Fowler has made the hour-long journey from her home in Cleveland, Va., to the small town of Wise to take advantage of a huge annual medical and dental expedition set up by Remote Area Medical, a nonprofit organization that provides basic medical and dental care to people in the world's most inaccessible regions. This year, more than 1,800 volunteer doctors, dentists, nurses and assistants descended on the small town near the Kentucky border, setting up enormous field-hospital-style tents in which they saw roughly 2,500 patients over the course of two and a half days in late July. The Wise operation is coordinated locally by a team of nurses with the Health Wagon, a tiny health care outreach program.
By the end of the weekend, the medical team, had extracted 3,857 painfully decayed teeth, administered 156 mammograms, screened hundreds of people for diabetes and heart disease, and given out 1,003 pairs of eyeglasses. About 30 people, chosen by lottery, were fitted for free dentures. Hundreds of people were turned away by volunteers who headed off cars at the main intersection when the clinic reached capacity.
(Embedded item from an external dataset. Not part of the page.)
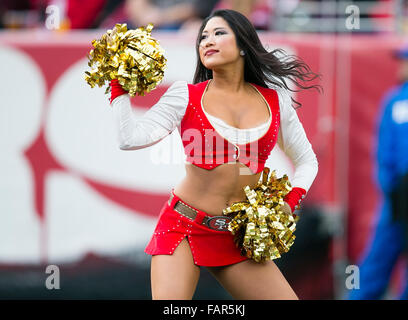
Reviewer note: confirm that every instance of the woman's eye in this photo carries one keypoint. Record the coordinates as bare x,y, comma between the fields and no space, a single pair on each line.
217,32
RAM events such as the one in Wise—the Knoxville, Tenn.-based group runs about 15 similar clinics around the world every year, from Guyana to East Africa and rural parts of Appalachia—underscore the health-care dilemma of the poorest Americans. Fowler's case is a prime example: She has almost no income after an auto accident left her unable to do her restaurant job. She's covered by the state Medicaid program, but Medicaid doesn't cover any preventive or routine dental care for adults. It will pay for emergency extractions, but, for Fowler, as for
many others in areas where dentists are scarce, finding one that will take Medicaid payments isn't easy. That's why she came to Wise in 2003 to have her teeth pulled for free.
When she got her lower teeth out, volunteer dentists told Fowler that she had a few that could be saved, but she begged them to take every single one. "I said, 'Do it now while I'm here so that a week from now, after you're all gone, I don't have an infected tooth,'" she remembers.
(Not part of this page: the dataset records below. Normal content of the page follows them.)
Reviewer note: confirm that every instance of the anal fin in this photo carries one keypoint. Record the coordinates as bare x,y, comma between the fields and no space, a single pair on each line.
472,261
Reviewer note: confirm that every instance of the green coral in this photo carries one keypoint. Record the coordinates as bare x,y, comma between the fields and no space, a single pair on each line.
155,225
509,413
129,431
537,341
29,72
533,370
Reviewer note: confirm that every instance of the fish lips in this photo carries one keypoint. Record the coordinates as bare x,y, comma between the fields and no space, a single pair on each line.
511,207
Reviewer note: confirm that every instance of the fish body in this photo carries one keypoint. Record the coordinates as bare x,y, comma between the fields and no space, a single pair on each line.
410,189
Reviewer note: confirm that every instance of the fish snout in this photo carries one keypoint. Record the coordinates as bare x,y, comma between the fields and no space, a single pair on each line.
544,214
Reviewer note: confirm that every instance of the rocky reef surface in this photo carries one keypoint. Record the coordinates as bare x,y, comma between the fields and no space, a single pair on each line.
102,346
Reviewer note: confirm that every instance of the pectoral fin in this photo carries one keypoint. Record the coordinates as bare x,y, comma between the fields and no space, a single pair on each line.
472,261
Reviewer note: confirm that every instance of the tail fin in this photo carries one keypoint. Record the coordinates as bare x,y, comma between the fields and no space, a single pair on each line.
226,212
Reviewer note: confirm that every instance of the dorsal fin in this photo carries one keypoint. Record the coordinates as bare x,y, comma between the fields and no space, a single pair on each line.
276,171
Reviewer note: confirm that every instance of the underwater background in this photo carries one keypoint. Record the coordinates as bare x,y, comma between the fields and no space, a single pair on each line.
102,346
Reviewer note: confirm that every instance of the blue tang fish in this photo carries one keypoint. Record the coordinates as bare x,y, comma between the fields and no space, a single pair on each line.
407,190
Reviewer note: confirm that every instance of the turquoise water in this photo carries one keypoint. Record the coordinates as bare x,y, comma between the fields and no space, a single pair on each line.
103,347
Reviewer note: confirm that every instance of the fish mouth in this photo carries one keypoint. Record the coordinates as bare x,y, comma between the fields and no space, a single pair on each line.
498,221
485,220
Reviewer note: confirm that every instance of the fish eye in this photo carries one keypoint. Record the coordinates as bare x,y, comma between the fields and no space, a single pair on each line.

She has come back to Wise this year to see if she can get dentures and have some questions answered about diabetes, which she suffers from, along with arthritis from the auto accident. It's a hot Thursday evening, and the clinic, which is held at the county fairgrounds, won't open till the next morning. But Fowler, her 28-year-old daughter and her daughter's husband, both of whom say they also urgently need painful teeth pulled, are camping to be sure they get a good spot in line.
They aren't the only ones. By 8 p.m. on Thursday, the parking lot is jammed with people hoping to be among the lucky patients who make it in to see the volunteer medical staff. At least 200 are turned away. Those who have gotten there early enough have their numbered blue admission tickets in hand. They don't even flinch when they're told that they're in for yet another six-hour wait."
"We see people waiting in those long lines and I simply don't know how they tolerate the pain they must be in because of infection and bleeding in their mouth," says Terry Dickinson, executive director of the Virginia Dental Association. And, says Dickinson, patients still are amazed that they don't have to pay for their care here: "I told a young lady here that we could remove her teeth, she was in her 20s, and she just started crying. 'You mean, I don't have to pay for that?' she asked."
Virginia's governor, Tim Kaine, visited this year's RAM expedition with five of his staff members on its first and busiest day and met patients like these as he worked the lines of people waiting for care. Later he said that he finds the event "both depressing and inspiring at the same time." Southwest Virginia's coal mining region lags behind much of the rest of the country and the state in health care—residents have vastly higher rates of diabetes, obesity and lung disease and lower income levels than the rest of Virginia—but Kaine says that the need for more comprehensive care goes far beyond these rural communities, and his is not the only state facing the double bind of a tightening economy and increasing health care costs.